If you have a transformation that really doesn't want to maintain and
update SSA form, you simply have it so that it converts the stuff it's
working on into loads and stores of a stack allocated value. After the
pass you run the mem2reg pass, which cleans everything up for you
(basically constructs SSA just for the values you're interested in)
Either way, non-ssa transformations are not a problem, and again, I'm not
aware of anything that doesn't like to be in SSA.
> > The key difference with using SSA as the base representation, however, is
> > that almost ALL transformations benefit from it. SSA will probably be the
> > _most_ commonly used representation when the tree-ssa branch is finally
> > mature (hence the name), beating out the register based representation by
> > a lot. I'm not really sure when and if other representations would
> > actually be useful, and if their usefulness is worth the cost of creating
> > and maintaining the representation: whether layered on top of registers or
> > SSA.
> DFG, PDG, etc are generally worth the cost of creating.
These representations are also easily built "on the side" on top of SSA,
so they aren't very good for showing how SSA gets in the way...
> > > Once again, forcing SSA on the representation itself means they have to
> > > care about it (or you've limited when they can be run), while annotations
> > > have no such limitations.
> > Sure, of course. If, however, they don't understand the annotations, they
> > will be corrupted by the pass. This means that you have to destroy and
> > regenerate the SSA annotations.
> The other option is to not be able to run the pass at all.
> Why limit ourselves by making sure we can't run that other pass, when we
> get no actual *benefit* from doing so?
That's not true at all, please see the remarks above. You seem very
concerned about these transformations... can you give me some examples?
> > This is greatly expensive, which means
> > that the transformation will be updated to use SSA anyway (often making it
> > more efficient). While forcing SSA from the start makes it harder to
> > transfer legacy code,
> It's not necessarily legacy code.
> All the world is not SSA.
> Even if it was, it may not stay that way forever.
That's true, but even though SSA is not perfect, it's a HUGE step up over
just using a register based representation. Why limit ourselves to the
lowest common denominator?
> > > There is no good reason to actually make it part of the form, other than
> > > having to insert copies yourself. But all algorithms i've seen that are
> > > written to keep SSA form up to date do this anyway, or make it easy to do.

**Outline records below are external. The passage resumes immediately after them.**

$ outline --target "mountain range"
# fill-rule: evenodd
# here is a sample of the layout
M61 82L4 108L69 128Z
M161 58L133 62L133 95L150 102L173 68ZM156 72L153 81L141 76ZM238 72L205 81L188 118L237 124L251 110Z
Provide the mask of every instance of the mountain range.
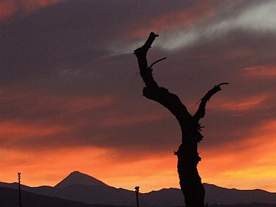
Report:
M269 193L259 189L228 189L208 184L204 184L204 185L206 190L205 201L209 205L221 204L218 206L226 206L222 204L251 204L246 206L276 207L276 193ZM50 203L48 206L29 204L26 206L88 207L96 204L136 206L136 197L134 191L110 186L101 181L77 171L70 173L54 187L46 186L29 187L24 185L21 186L23 192L22 201L24 200L24 197L28 197L29 199L25 200L30 201L32 199L36 201L42 201L43 204L47 203L46 202L47 200ZM18 199L18 184L0 182L0 206L17 206L11 205L11 203L10 205L5 206L3 201L4 195L6 196L6 200L12 199L12 196L15 197L13 200ZM10 193L7 194L8 191ZM8 196L8 195L10 197ZM180 189L172 188L139 193L139 200L140 206L183 206L184 204L184 198ZM69 204L70 201L72 201L72 204ZM255 206L253 203L255 203ZM265 205L264 204L270 204Z

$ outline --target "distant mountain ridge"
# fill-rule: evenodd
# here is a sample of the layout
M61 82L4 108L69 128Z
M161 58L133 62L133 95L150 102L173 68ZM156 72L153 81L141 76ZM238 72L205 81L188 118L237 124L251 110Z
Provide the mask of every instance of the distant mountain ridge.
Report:
M73 186L83 185L88 186L108 186L101 181L99 181L86 174L79 171L71 172L68 177L63 179L61 182L55 186L55 188L62 188Z
M0 182L1 187L18 188L17 183ZM276 193L262 190L237 190L204 184L206 203L237 204L253 202L275 204ZM134 191L110 186L91 176L75 171L55 187L29 187L21 185L21 190L45 196L77 201L90 205L136 206ZM184 198L178 188L161 189L139 194L140 206L180 206ZM1 206L0 205L0 206Z

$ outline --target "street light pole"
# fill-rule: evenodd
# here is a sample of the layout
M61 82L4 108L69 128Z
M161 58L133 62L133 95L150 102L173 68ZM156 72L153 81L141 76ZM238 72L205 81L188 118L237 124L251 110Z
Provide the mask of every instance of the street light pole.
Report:
M18 172L18 188L19 190L19 206L21 207L21 190L20 189L20 179L21 178L21 173Z
M138 199L138 196L139 196L139 188L140 187L139 186L136 186L135 188L135 193L136 193L136 202L137 204L137 207L139 207L139 199Z

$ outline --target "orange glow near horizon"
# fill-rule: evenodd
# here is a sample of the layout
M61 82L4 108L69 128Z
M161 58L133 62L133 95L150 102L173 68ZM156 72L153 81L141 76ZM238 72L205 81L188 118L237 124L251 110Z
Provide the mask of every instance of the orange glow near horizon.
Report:
M200 149L203 159L199 172L203 182L275 192L276 140L273 139L275 129L276 121L268 121L255 129L253 136L248 139L220 148ZM139 184L144 193L179 188L177 158L172 154L152 154L139 159L132 155L124 161L116 155L118 153L124 152L91 147L42 153L1 148L1 181L14 182L17 172L20 171L23 184L52 186L71 172L79 170L117 188L132 190Z

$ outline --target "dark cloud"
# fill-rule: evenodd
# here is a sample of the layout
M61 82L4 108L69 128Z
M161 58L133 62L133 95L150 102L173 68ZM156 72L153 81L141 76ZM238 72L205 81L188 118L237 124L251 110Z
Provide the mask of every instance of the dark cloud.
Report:
M1 100L2 119L38 129L66 129L31 137L27 133L26 148L96 146L148 152L175 148L181 137L177 121L141 96L144 85L131 53L146 37L138 39L128 37L127 32L138 26L144 28L147 19L186 11L198 3L68 1L3 23L1 84L9 99ZM168 57L155 66L155 77L192 110L215 84L230 82L208 103L212 108L203 121L207 126L204 144L208 147L243 139L245 132L273 119L275 78L246 78L244 69L275 66L276 42L273 28L244 27L248 20L243 11L255 8L257 3L206 3L214 9L213 16L186 26L184 32L181 26L161 31L148 59ZM219 28L224 20L226 26ZM179 38L185 32L196 39L183 45ZM177 41L179 46L172 47ZM124 52L111 55L110 48ZM268 97L259 108L216 109L217 103L235 103L264 95ZM106 97L114 99L106 103ZM92 107L101 100L101 107ZM77 104L83 104L81 110L76 109Z

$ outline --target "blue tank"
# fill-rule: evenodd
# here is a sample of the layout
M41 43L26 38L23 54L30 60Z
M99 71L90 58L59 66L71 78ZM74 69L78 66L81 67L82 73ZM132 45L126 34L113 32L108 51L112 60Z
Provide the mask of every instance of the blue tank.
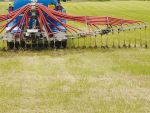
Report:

> > I'm not sure if I understand what you're saying here... it seems as though
> > you are contradicting yourself by saying that SSA _is_ easy to keep
> > up-to-date (which I believe it is, of course :) What am I
> > misinterpreting?
> You keep missing the actual point.
> 1. There is no benefit to putting SSA in the trees, as opposed to
> 2. There is a cost to putting SSA in the trees, regardless of whether
> you feel the things that aren't SSA, are worth squat.
> Thus, given this, *why* do it?
> What does it buy us?
> That's what i want to know.
Obviously because maintaining the representation on the side has costs,
costs that you seem to be ignoring. If you want me to enumerate some of
them, I can.
The whole point is that SSA is a very nice representation for performing
optimizations on, and therefore you want to make writing these
optimizations easier. If it makes the less common case a bit harder, then
that's ok, because it's not common. Sorta like profile guided
optimization I suppose, were we are optimizing initial development and
ongoing maintenance instead of execution time.